Bhubaneswar: With Orissa High Court lifting the stay on dog sterilisation January 9, Bhubaneswar Municipal Corporation (BMC) has said that steps would be taken to make Bhubaneswar rabies-free by 2025.
A BMC official said that all stray dogs will be sterilised within a year and a half to reduce the menace of stray dogs in the state capital.
However, BMC’s rabies-free target seems to be a long shot as the civic body does not have an accurate estimate of the number of stray dogs roaming in the city, a source said Thursday.
The number of dogs in BMC area is being estimated, the source added.
BMC’s long-standing project to count stray dogs to ascertain their actual numbers has not been implemented as yet.
According to the project, a firm needs to be appointed following a tender-call notice that would visit each ward in Bhubaneswar and prepare a stray-dog census. The Animal Birth Control (ABC) programme would be planned based on the data provided by the surveying agency.
However, for over a year now, the project has been stuck under BMC’s red tape.
BMC Deputy Commissioner Ramesh Chandra Jena said the tender for the project will be floated soon. A dog hospital being built in Mancheswar area will be inaugurated in a week’s time, he informed.
Why stay was imposed on ABC?
The dog sterilisation drive in the state had been on hold in the state from July last year following a public interest litigation (PIL) in Orissa High Court alleging violation of ABC programme norms in Bhubaneswar. The PIL was filed in the court alleging that the Odisha government had been undertaking dog sterilisation without a monitoring committee.

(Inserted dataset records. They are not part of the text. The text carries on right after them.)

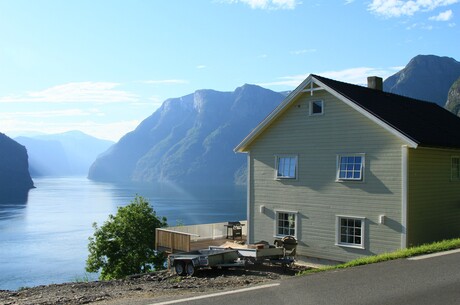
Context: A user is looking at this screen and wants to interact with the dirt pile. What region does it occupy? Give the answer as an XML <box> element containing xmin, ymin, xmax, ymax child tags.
<box><xmin>0</xmin><ymin>265</ymin><xmax>308</xmax><ymax>305</ymax></box>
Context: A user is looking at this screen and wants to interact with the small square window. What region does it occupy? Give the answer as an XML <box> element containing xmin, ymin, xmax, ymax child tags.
<box><xmin>275</xmin><ymin>211</ymin><xmax>296</xmax><ymax>238</ymax></box>
<box><xmin>337</xmin><ymin>216</ymin><xmax>365</xmax><ymax>249</ymax></box>
<box><xmin>309</xmin><ymin>100</ymin><xmax>323</xmax><ymax>115</ymax></box>
<box><xmin>337</xmin><ymin>154</ymin><xmax>365</xmax><ymax>181</ymax></box>
<box><xmin>275</xmin><ymin>155</ymin><xmax>297</xmax><ymax>179</ymax></box>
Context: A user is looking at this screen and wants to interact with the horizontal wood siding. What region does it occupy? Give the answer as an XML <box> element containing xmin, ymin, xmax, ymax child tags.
<box><xmin>155</xmin><ymin>229</ymin><xmax>191</xmax><ymax>253</ymax></box>
<box><xmin>247</xmin><ymin>90</ymin><xmax>405</xmax><ymax>262</ymax></box>
<box><xmin>407</xmin><ymin>148</ymin><xmax>460</xmax><ymax>246</ymax></box>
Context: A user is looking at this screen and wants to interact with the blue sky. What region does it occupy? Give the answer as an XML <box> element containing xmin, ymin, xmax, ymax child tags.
<box><xmin>0</xmin><ymin>0</ymin><xmax>459</xmax><ymax>141</ymax></box>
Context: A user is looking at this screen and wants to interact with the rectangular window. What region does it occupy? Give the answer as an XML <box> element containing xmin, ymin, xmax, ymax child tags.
<box><xmin>336</xmin><ymin>216</ymin><xmax>365</xmax><ymax>249</ymax></box>
<box><xmin>309</xmin><ymin>100</ymin><xmax>323</xmax><ymax>115</ymax></box>
<box><xmin>451</xmin><ymin>157</ymin><xmax>460</xmax><ymax>181</ymax></box>
<box><xmin>337</xmin><ymin>154</ymin><xmax>365</xmax><ymax>181</ymax></box>
<box><xmin>276</xmin><ymin>155</ymin><xmax>297</xmax><ymax>179</ymax></box>
<box><xmin>275</xmin><ymin>211</ymin><xmax>296</xmax><ymax>237</ymax></box>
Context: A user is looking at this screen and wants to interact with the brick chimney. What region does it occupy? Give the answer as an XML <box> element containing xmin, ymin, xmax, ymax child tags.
<box><xmin>367</xmin><ymin>76</ymin><xmax>383</xmax><ymax>91</ymax></box>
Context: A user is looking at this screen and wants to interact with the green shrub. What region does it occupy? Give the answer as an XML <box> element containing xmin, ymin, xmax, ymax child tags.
<box><xmin>85</xmin><ymin>195</ymin><xmax>167</xmax><ymax>280</ymax></box>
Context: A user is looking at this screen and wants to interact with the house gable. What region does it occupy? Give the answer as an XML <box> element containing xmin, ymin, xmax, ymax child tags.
<box><xmin>236</xmin><ymin>74</ymin><xmax>460</xmax><ymax>153</ymax></box>
<box><xmin>235</xmin><ymin>74</ymin><xmax>418</xmax><ymax>153</ymax></box>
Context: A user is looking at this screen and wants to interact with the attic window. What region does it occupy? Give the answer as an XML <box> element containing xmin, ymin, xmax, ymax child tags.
<box><xmin>309</xmin><ymin>100</ymin><xmax>323</xmax><ymax>115</ymax></box>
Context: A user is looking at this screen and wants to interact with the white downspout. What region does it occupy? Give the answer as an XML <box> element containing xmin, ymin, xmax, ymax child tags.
<box><xmin>246</xmin><ymin>151</ymin><xmax>252</xmax><ymax>244</ymax></box>
<box><xmin>401</xmin><ymin>145</ymin><xmax>408</xmax><ymax>248</ymax></box>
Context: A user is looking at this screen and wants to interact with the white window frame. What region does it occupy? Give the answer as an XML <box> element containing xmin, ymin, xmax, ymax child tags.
<box><xmin>451</xmin><ymin>156</ymin><xmax>460</xmax><ymax>181</ymax></box>
<box><xmin>275</xmin><ymin>155</ymin><xmax>298</xmax><ymax>180</ymax></box>
<box><xmin>336</xmin><ymin>153</ymin><xmax>365</xmax><ymax>182</ymax></box>
<box><xmin>309</xmin><ymin>100</ymin><xmax>324</xmax><ymax>116</ymax></box>
<box><xmin>274</xmin><ymin>210</ymin><xmax>298</xmax><ymax>239</ymax></box>
<box><xmin>336</xmin><ymin>215</ymin><xmax>365</xmax><ymax>249</ymax></box>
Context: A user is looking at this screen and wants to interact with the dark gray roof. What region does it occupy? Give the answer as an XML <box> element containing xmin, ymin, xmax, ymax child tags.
<box><xmin>313</xmin><ymin>74</ymin><xmax>460</xmax><ymax>149</ymax></box>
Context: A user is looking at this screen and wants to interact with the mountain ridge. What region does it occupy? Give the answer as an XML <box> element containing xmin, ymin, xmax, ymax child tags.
<box><xmin>16</xmin><ymin>131</ymin><xmax>114</xmax><ymax>177</ymax></box>
<box><xmin>383</xmin><ymin>55</ymin><xmax>460</xmax><ymax>106</ymax></box>
<box><xmin>88</xmin><ymin>84</ymin><xmax>285</xmax><ymax>184</ymax></box>
<box><xmin>89</xmin><ymin>54</ymin><xmax>460</xmax><ymax>185</ymax></box>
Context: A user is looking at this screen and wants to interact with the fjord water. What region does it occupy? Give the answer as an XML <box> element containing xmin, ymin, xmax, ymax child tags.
<box><xmin>0</xmin><ymin>177</ymin><xmax>245</xmax><ymax>290</ymax></box>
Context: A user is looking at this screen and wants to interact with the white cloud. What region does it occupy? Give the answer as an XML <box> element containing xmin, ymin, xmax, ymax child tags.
<box><xmin>290</xmin><ymin>49</ymin><xmax>317</xmax><ymax>55</ymax></box>
<box><xmin>344</xmin><ymin>0</ymin><xmax>355</xmax><ymax>4</ymax></box>
<box><xmin>368</xmin><ymin>0</ymin><xmax>459</xmax><ymax>18</ymax></box>
<box><xmin>429</xmin><ymin>9</ymin><xmax>453</xmax><ymax>21</ymax></box>
<box><xmin>406</xmin><ymin>22</ymin><xmax>435</xmax><ymax>29</ymax></box>
<box><xmin>257</xmin><ymin>66</ymin><xmax>402</xmax><ymax>88</ymax></box>
<box><xmin>224</xmin><ymin>0</ymin><xmax>300</xmax><ymax>10</ymax></box>
<box><xmin>0</xmin><ymin>117</ymin><xmax>140</xmax><ymax>142</ymax></box>
<box><xmin>0</xmin><ymin>109</ymin><xmax>98</xmax><ymax>119</ymax></box>
<box><xmin>196</xmin><ymin>65</ymin><xmax>207</xmax><ymax>69</ymax></box>
<box><xmin>0</xmin><ymin>82</ymin><xmax>138</xmax><ymax>104</ymax></box>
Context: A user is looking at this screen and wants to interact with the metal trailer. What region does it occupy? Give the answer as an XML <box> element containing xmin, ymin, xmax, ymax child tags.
<box><xmin>168</xmin><ymin>248</ymin><xmax>245</xmax><ymax>276</ymax></box>
<box><xmin>208</xmin><ymin>245</ymin><xmax>295</xmax><ymax>269</ymax></box>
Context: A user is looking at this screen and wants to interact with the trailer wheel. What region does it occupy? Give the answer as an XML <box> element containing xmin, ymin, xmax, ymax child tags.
<box><xmin>186</xmin><ymin>262</ymin><xmax>195</xmax><ymax>276</ymax></box>
<box><xmin>175</xmin><ymin>261</ymin><xmax>186</xmax><ymax>276</ymax></box>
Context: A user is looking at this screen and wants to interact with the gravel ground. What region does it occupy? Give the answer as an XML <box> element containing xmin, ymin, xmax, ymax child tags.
<box><xmin>0</xmin><ymin>264</ymin><xmax>309</xmax><ymax>305</ymax></box>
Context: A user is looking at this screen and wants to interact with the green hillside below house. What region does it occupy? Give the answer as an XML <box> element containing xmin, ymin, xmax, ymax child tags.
<box><xmin>235</xmin><ymin>74</ymin><xmax>460</xmax><ymax>263</ymax></box>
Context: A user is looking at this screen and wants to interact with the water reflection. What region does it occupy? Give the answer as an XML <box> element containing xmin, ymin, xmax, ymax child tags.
<box><xmin>0</xmin><ymin>177</ymin><xmax>246</xmax><ymax>290</ymax></box>
<box><xmin>0</xmin><ymin>190</ymin><xmax>29</xmax><ymax>220</ymax></box>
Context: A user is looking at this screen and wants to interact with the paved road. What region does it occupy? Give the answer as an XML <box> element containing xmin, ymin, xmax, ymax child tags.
<box><xmin>148</xmin><ymin>250</ymin><xmax>460</xmax><ymax>305</ymax></box>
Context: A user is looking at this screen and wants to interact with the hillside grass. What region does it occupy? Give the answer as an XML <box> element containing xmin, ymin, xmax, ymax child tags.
<box><xmin>298</xmin><ymin>238</ymin><xmax>460</xmax><ymax>276</ymax></box>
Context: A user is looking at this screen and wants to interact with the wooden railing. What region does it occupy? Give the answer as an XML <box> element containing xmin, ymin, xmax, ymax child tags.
<box><xmin>155</xmin><ymin>228</ymin><xmax>194</xmax><ymax>253</ymax></box>
<box><xmin>155</xmin><ymin>220</ymin><xmax>247</xmax><ymax>253</ymax></box>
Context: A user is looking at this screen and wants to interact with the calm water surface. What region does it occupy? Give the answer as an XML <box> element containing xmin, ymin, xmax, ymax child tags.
<box><xmin>0</xmin><ymin>177</ymin><xmax>246</xmax><ymax>290</ymax></box>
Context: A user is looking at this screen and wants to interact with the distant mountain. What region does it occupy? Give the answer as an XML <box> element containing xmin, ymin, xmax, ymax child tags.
<box><xmin>89</xmin><ymin>54</ymin><xmax>460</xmax><ymax>186</ymax></box>
<box><xmin>0</xmin><ymin>133</ymin><xmax>34</xmax><ymax>202</ymax></box>
<box><xmin>16</xmin><ymin>131</ymin><xmax>114</xmax><ymax>177</ymax></box>
<box><xmin>445</xmin><ymin>77</ymin><xmax>460</xmax><ymax>116</ymax></box>
<box><xmin>88</xmin><ymin>84</ymin><xmax>285</xmax><ymax>184</ymax></box>
<box><xmin>383</xmin><ymin>55</ymin><xmax>460</xmax><ymax>106</ymax></box>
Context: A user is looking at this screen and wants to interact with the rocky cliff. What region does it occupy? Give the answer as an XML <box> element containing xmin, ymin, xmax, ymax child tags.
<box><xmin>88</xmin><ymin>84</ymin><xmax>285</xmax><ymax>185</ymax></box>
<box><xmin>445</xmin><ymin>77</ymin><xmax>460</xmax><ymax>116</ymax></box>
<box><xmin>383</xmin><ymin>55</ymin><xmax>460</xmax><ymax>106</ymax></box>
<box><xmin>0</xmin><ymin>133</ymin><xmax>34</xmax><ymax>202</ymax></box>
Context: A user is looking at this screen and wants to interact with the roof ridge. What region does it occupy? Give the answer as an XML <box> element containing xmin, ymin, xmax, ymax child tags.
<box><xmin>311</xmin><ymin>74</ymin><xmax>438</xmax><ymax>106</ymax></box>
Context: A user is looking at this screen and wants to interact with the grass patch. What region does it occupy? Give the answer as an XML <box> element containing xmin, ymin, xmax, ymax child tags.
<box><xmin>73</xmin><ymin>272</ymin><xmax>97</xmax><ymax>283</ymax></box>
<box><xmin>168</xmin><ymin>276</ymin><xmax>183</xmax><ymax>283</ymax></box>
<box><xmin>298</xmin><ymin>238</ymin><xmax>460</xmax><ymax>276</ymax></box>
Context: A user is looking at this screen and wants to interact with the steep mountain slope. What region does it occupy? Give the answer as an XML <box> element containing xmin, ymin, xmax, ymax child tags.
<box><xmin>445</xmin><ymin>77</ymin><xmax>460</xmax><ymax>116</ymax></box>
<box><xmin>0</xmin><ymin>133</ymin><xmax>34</xmax><ymax>202</ymax></box>
<box><xmin>383</xmin><ymin>55</ymin><xmax>460</xmax><ymax>106</ymax></box>
<box><xmin>88</xmin><ymin>84</ymin><xmax>285</xmax><ymax>184</ymax></box>
<box><xmin>16</xmin><ymin>131</ymin><xmax>114</xmax><ymax>177</ymax></box>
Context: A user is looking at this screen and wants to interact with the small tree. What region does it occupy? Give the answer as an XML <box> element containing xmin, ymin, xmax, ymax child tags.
<box><xmin>85</xmin><ymin>195</ymin><xmax>167</xmax><ymax>280</ymax></box>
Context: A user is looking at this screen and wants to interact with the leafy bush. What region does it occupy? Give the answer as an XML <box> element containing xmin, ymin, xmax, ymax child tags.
<box><xmin>86</xmin><ymin>195</ymin><xmax>167</xmax><ymax>280</ymax></box>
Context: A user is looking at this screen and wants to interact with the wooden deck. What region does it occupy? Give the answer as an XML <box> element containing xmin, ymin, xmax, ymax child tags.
<box><xmin>190</xmin><ymin>236</ymin><xmax>247</xmax><ymax>251</ymax></box>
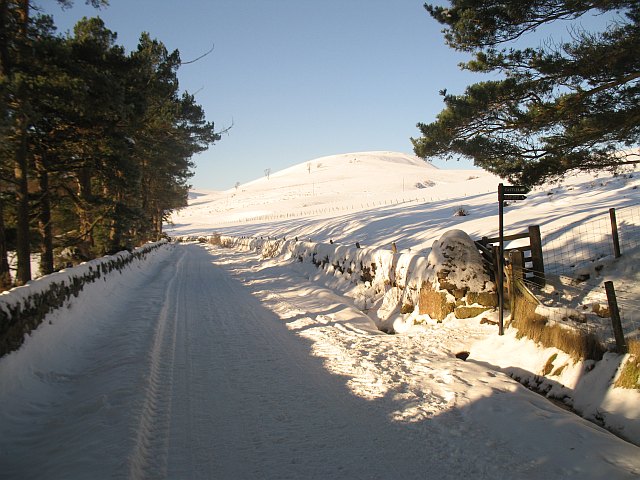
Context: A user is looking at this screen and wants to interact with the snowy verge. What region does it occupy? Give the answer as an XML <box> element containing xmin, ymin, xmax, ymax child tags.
<box><xmin>472</xmin><ymin>328</ymin><xmax>640</xmax><ymax>446</ymax></box>
<box><xmin>178</xmin><ymin>231</ymin><xmax>496</xmax><ymax>332</ymax></box>
<box><xmin>0</xmin><ymin>240</ymin><xmax>170</xmax><ymax>357</ymax></box>
<box><xmin>188</xmin><ymin>234</ymin><xmax>640</xmax><ymax>446</ymax></box>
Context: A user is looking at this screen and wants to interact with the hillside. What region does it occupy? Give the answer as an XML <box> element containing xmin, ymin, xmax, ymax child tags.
<box><xmin>168</xmin><ymin>151</ymin><xmax>640</xmax><ymax>253</ymax></box>
<box><xmin>170</xmin><ymin>151</ymin><xmax>478</xmax><ymax>238</ymax></box>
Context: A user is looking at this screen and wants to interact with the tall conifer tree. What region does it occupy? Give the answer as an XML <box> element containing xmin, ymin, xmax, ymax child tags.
<box><xmin>413</xmin><ymin>1</ymin><xmax>640</xmax><ymax>186</ymax></box>
<box><xmin>0</xmin><ymin>0</ymin><xmax>107</xmax><ymax>285</ymax></box>
<box><xmin>1</xmin><ymin>0</ymin><xmax>221</xmax><ymax>287</ymax></box>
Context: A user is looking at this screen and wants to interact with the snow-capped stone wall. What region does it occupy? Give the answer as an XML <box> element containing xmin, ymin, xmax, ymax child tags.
<box><xmin>420</xmin><ymin>229</ymin><xmax>498</xmax><ymax>321</ymax></box>
<box><xmin>0</xmin><ymin>240</ymin><xmax>169</xmax><ymax>357</ymax></box>
<box><xmin>192</xmin><ymin>229</ymin><xmax>497</xmax><ymax>330</ymax></box>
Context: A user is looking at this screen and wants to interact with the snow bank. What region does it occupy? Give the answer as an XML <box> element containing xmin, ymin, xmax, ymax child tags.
<box><xmin>189</xmin><ymin>230</ymin><xmax>496</xmax><ymax>332</ymax></box>
<box><xmin>185</xmin><ymin>232</ymin><xmax>640</xmax><ymax>445</ymax></box>
<box><xmin>428</xmin><ymin>229</ymin><xmax>492</xmax><ymax>293</ymax></box>
<box><xmin>472</xmin><ymin>329</ymin><xmax>640</xmax><ymax>446</ymax></box>
<box><xmin>0</xmin><ymin>240</ymin><xmax>170</xmax><ymax>357</ymax></box>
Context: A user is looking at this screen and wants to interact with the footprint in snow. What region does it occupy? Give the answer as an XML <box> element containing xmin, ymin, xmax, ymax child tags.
<box><xmin>315</xmin><ymin>314</ymin><xmax>334</xmax><ymax>325</ymax></box>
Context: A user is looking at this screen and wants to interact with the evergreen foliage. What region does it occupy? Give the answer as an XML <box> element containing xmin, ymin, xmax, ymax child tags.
<box><xmin>0</xmin><ymin>1</ymin><xmax>221</xmax><ymax>287</ymax></box>
<box><xmin>412</xmin><ymin>0</ymin><xmax>640</xmax><ymax>187</ymax></box>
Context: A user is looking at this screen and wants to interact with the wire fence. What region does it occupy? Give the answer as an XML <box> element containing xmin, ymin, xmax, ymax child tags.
<box><xmin>610</xmin><ymin>281</ymin><xmax>640</xmax><ymax>346</ymax></box>
<box><xmin>508</xmin><ymin>206</ymin><xmax>640</xmax><ymax>348</ymax></box>
<box><xmin>542</xmin><ymin>206</ymin><xmax>640</xmax><ymax>277</ymax></box>
<box><xmin>617</xmin><ymin>206</ymin><xmax>640</xmax><ymax>251</ymax></box>
<box><xmin>207</xmin><ymin>191</ymin><xmax>492</xmax><ymax>226</ymax></box>
<box><xmin>518</xmin><ymin>271</ymin><xmax>639</xmax><ymax>350</ymax></box>
<box><xmin>213</xmin><ymin>196</ymin><xmax>430</xmax><ymax>225</ymax></box>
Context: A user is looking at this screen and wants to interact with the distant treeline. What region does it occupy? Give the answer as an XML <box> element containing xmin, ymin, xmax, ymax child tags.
<box><xmin>0</xmin><ymin>1</ymin><xmax>221</xmax><ymax>288</ymax></box>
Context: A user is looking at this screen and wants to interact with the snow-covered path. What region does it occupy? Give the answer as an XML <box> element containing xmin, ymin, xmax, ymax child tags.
<box><xmin>1</xmin><ymin>243</ymin><xmax>639</xmax><ymax>479</ymax></box>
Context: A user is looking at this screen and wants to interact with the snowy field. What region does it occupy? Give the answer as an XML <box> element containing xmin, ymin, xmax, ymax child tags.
<box><xmin>169</xmin><ymin>151</ymin><xmax>640</xmax><ymax>255</ymax></box>
<box><xmin>1</xmin><ymin>151</ymin><xmax>639</xmax><ymax>478</ymax></box>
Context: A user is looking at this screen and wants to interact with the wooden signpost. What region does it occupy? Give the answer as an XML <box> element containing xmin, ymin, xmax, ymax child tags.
<box><xmin>497</xmin><ymin>183</ymin><xmax>530</xmax><ymax>335</ymax></box>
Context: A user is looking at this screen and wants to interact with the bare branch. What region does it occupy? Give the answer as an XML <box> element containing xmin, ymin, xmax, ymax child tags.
<box><xmin>181</xmin><ymin>43</ymin><xmax>215</xmax><ymax>65</ymax></box>
<box><xmin>216</xmin><ymin>118</ymin><xmax>234</xmax><ymax>136</ymax></box>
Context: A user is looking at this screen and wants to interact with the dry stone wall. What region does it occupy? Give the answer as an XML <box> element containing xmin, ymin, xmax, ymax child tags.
<box><xmin>0</xmin><ymin>240</ymin><xmax>169</xmax><ymax>357</ymax></box>
<box><xmin>187</xmin><ymin>229</ymin><xmax>497</xmax><ymax>330</ymax></box>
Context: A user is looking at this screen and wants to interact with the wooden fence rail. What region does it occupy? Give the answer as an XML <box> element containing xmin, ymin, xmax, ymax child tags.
<box><xmin>476</xmin><ymin>225</ymin><xmax>545</xmax><ymax>287</ymax></box>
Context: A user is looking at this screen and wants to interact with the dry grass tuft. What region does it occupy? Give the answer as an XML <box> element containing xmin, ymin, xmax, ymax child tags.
<box><xmin>400</xmin><ymin>302</ymin><xmax>415</xmax><ymax>314</ymax></box>
<box><xmin>615</xmin><ymin>340</ymin><xmax>640</xmax><ymax>390</ymax></box>
<box><xmin>511</xmin><ymin>295</ymin><xmax>605</xmax><ymax>362</ymax></box>
<box><xmin>453</xmin><ymin>207</ymin><xmax>469</xmax><ymax>217</ymax></box>
<box><xmin>552</xmin><ymin>364</ymin><xmax>567</xmax><ymax>376</ymax></box>
<box><xmin>542</xmin><ymin>353</ymin><xmax>558</xmax><ymax>375</ymax></box>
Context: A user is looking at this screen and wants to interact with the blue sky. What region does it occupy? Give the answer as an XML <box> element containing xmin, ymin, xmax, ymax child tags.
<box><xmin>50</xmin><ymin>0</ymin><xmax>619</xmax><ymax>192</ymax></box>
<box><xmin>38</xmin><ymin>0</ymin><xmax>485</xmax><ymax>190</ymax></box>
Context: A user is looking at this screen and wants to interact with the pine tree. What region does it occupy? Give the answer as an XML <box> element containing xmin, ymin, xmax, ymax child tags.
<box><xmin>412</xmin><ymin>1</ymin><xmax>640</xmax><ymax>186</ymax></box>
<box><xmin>129</xmin><ymin>34</ymin><xmax>220</xmax><ymax>241</ymax></box>
<box><xmin>1</xmin><ymin>2</ymin><xmax>220</xmax><ymax>286</ymax></box>
<box><xmin>0</xmin><ymin>0</ymin><xmax>107</xmax><ymax>285</ymax></box>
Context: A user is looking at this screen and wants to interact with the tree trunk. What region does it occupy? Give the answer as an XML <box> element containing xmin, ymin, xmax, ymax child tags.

The Supreme Court had issued a directive to all the states to constitute a state-level monitoring committee for the ABC programme.
Notably, the ABC programme requires catching, vaccinating, neutering, and releasing stray dogs. The Fisheries and Animal Resources Development Department of the state government runs the ABC programme in 12 urban areas such as Bhubaneswar, Cuttack, Puri, Sambalpur, Angul, Jagatsinghpur, Baripada, Berhampur, Balasore, Bhawanipatna, Rourkela and Jajpur.
Why does Odisha need ABC?
While answering a query in Lok Sabha last year on dog bite menace, Minister of State of Health and Family Welfare Satyapal Singh Baghel informed that Odisha saw 64,642 dog bite cases in the year 2022 while it was 59,085 in 2021. Odisha had ranked among the top 10 states with most dog bite cases.
According to 2019 Livestock Census, Odisha has second-highest number of stray dogs (around 17 lakh) after Uttar Pradesh in India.